Daarom dat je rauw vlees nooit onverpakt kan vastnemen in de supermarkt. Sommige
vleessoorten zijn niet verpakt, weet je welke? (droge worsten)
Afdeling fruit en groenten of groenteman
 Leerkracht toont een prent van een groente- en fruitwinkel (zie ook bijlage)
De leerkracht vraagt aan de kinderen hoe de groenteboer omgaat met hygiëne. Nadien vraagt hij
hen wat de functie van deze speciale kledij is.

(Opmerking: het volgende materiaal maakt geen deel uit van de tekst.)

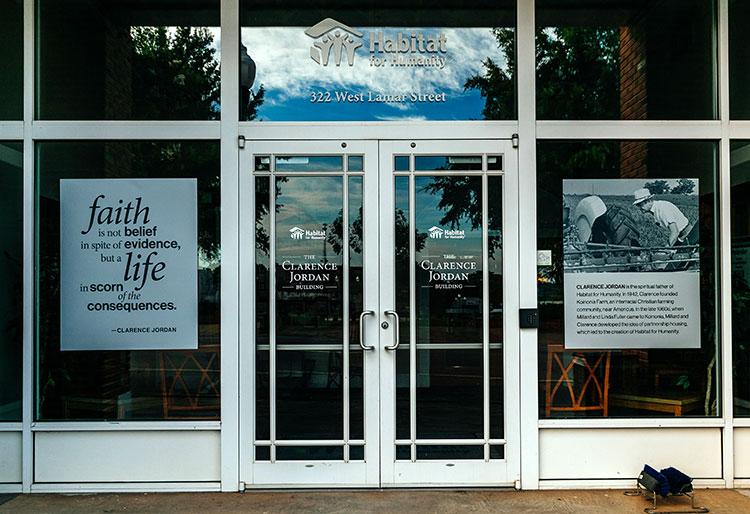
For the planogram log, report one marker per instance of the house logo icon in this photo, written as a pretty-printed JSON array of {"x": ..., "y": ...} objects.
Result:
[
  {"x": 436, "y": 232},
  {"x": 333, "y": 38}
]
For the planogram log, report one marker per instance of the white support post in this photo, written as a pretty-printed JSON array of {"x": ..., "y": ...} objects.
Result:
[
  {"x": 230, "y": 94},
  {"x": 28, "y": 247},
  {"x": 726, "y": 390},
  {"x": 526, "y": 78}
]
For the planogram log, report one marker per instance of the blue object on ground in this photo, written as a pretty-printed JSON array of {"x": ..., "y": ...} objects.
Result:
[
  {"x": 662, "y": 484},
  {"x": 679, "y": 482}
]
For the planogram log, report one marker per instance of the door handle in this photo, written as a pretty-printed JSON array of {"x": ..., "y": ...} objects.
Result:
[
  {"x": 362, "y": 330},
  {"x": 394, "y": 346}
]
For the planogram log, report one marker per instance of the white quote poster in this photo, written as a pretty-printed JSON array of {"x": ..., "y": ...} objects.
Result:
[
  {"x": 128, "y": 264},
  {"x": 631, "y": 263}
]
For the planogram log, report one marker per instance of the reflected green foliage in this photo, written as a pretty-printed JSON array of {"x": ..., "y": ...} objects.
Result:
[
  {"x": 176, "y": 74},
  {"x": 577, "y": 74},
  {"x": 497, "y": 85}
]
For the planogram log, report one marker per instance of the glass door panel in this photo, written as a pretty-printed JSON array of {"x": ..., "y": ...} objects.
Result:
[
  {"x": 384, "y": 277},
  {"x": 311, "y": 369},
  {"x": 444, "y": 402}
]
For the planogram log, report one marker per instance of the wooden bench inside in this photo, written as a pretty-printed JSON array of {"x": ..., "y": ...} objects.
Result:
[{"x": 676, "y": 405}]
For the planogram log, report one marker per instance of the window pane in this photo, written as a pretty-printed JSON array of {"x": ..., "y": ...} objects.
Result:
[
  {"x": 11, "y": 262},
  {"x": 323, "y": 61},
  {"x": 741, "y": 275},
  {"x": 641, "y": 381},
  {"x": 739, "y": 60},
  {"x": 123, "y": 60},
  {"x": 631, "y": 60},
  {"x": 124, "y": 385},
  {"x": 11, "y": 60}
]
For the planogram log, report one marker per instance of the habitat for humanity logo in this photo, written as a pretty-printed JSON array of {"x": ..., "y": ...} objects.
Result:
[
  {"x": 439, "y": 233},
  {"x": 296, "y": 232},
  {"x": 301, "y": 233},
  {"x": 333, "y": 37}
]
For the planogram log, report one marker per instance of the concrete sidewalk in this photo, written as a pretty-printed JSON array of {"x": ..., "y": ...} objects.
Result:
[{"x": 720, "y": 501}]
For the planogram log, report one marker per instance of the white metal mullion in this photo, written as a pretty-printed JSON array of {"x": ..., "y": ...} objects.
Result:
[
  {"x": 272, "y": 315},
  {"x": 624, "y": 129},
  {"x": 725, "y": 387},
  {"x": 11, "y": 130},
  {"x": 452, "y": 442},
  {"x": 527, "y": 434},
  {"x": 485, "y": 320},
  {"x": 29, "y": 236},
  {"x": 227, "y": 129},
  {"x": 345, "y": 317},
  {"x": 739, "y": 129},
  {"x": 152, "y": 130},
  {"x": 311, "y": 442},
  {"x": 412, "y": 316}
]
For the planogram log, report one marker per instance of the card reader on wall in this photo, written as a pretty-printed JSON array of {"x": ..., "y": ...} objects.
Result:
[{"x": 528, "y": 318}]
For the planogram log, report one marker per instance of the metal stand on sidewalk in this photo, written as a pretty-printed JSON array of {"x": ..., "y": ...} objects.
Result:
[{"x": 647, "y": 486}]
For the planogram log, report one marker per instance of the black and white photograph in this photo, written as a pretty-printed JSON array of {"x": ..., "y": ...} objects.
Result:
[{"x": 631, "y": 225}]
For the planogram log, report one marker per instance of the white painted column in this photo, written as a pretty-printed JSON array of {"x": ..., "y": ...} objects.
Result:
[
  {"x": 526, "y": 80},
  {"x": 230, "y": 95}
]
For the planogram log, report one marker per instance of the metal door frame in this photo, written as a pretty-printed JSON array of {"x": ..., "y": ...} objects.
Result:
[{"x": 492, "y": 473}]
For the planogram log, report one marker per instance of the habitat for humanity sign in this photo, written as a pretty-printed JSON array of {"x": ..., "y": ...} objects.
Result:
[{"x": 128, "y": 264}]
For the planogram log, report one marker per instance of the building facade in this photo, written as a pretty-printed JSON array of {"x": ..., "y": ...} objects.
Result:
[{"x": 508, "y": 245}]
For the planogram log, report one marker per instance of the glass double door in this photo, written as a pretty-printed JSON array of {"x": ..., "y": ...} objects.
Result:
[{"x": 375, "y": 350}]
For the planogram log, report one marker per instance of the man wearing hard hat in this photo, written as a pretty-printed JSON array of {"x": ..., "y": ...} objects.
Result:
[{"x": 669, "y": 216}]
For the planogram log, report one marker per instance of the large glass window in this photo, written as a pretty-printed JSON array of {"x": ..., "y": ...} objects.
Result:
[
  {"x": 367, "y": 61},
  {"x": 630, "y": 60},
  {"x": 123, "y": 385},
  {"x": 637, "y": 214},
  {"x": 11, "y": 59},
  {"x": 128, "y": 60},
  {"x": 739, "y": 60},
  {"x": 11, "y": 293},
  {"x": 741, "y": 275}
]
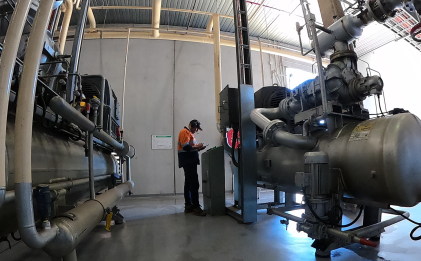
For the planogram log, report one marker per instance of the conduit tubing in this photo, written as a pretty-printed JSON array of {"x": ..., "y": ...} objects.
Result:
[
  {"x": 67, "y": 8},
  {"x": 62, "y": 108},
  {"x": 86, "y": 217},
  {"x": 7, "y": 65},
  {"x": 156, "y": 17},
  {"x": 261, "y": 117},
  {"x": 23, "y": 132}
]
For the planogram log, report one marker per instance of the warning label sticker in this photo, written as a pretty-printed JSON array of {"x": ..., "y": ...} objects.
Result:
[{"x": 361, "y": 131}]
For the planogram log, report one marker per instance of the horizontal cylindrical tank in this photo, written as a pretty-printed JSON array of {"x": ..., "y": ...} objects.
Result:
[
  {"x": 378, "y": 160},
  {"x": 55, "y": 158}
]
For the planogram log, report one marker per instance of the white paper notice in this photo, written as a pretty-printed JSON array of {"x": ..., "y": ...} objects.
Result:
[{"x": 161, "y": 142}]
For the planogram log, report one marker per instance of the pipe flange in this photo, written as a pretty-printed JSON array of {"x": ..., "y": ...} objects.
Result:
[{"x": 270, "y": 129}]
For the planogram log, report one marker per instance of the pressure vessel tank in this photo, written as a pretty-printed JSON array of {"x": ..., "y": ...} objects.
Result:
[{"x": 377, "y": 160}]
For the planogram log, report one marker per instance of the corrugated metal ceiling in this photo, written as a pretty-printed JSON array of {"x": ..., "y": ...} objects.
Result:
[{"x": 274, "y": 20}]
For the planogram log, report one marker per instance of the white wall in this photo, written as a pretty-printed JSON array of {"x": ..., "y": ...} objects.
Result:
[
  {"x": 399, "y": 66},
  {"x": 168, "y": 84}
]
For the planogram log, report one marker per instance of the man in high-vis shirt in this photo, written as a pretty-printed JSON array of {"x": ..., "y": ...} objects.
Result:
[{"x": 188, "y": 159}]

De groenteboer draagt meestal een schort om zijn kledij te beschermen. Hij moet steeds propere
handen hebben wanneer hij in contact komt met zijn producten. Wanneer je een bereid slaatje in
een groentewinkel ziet, zal dit ook netjes verpakt zijn en koel bewaard worden.
Afdeling snoep
 Leerkracht toont een foto van bakken snoep (zie ook bijlage)
Wanneer wij naar de supermarkt gaan, mag je misschien eens een zak met snoepjes vullen. Je kan
dan kiezen uit verschillende soorten snoep die in afzonderlijke bakken gesorteerd zitten. Hoe mag
ik deze snoepjes uit de bakjes halen?
Het is niet proper om met je blote handen snoepjes uit de snoepbak te nemen. Aan je handen
hangen dikwijls bacteriën. Deze bacteriën kunnen andere mensen ziek maken. Het is belangrijk dat
je steeds het bijhorend tangetje gebruikt.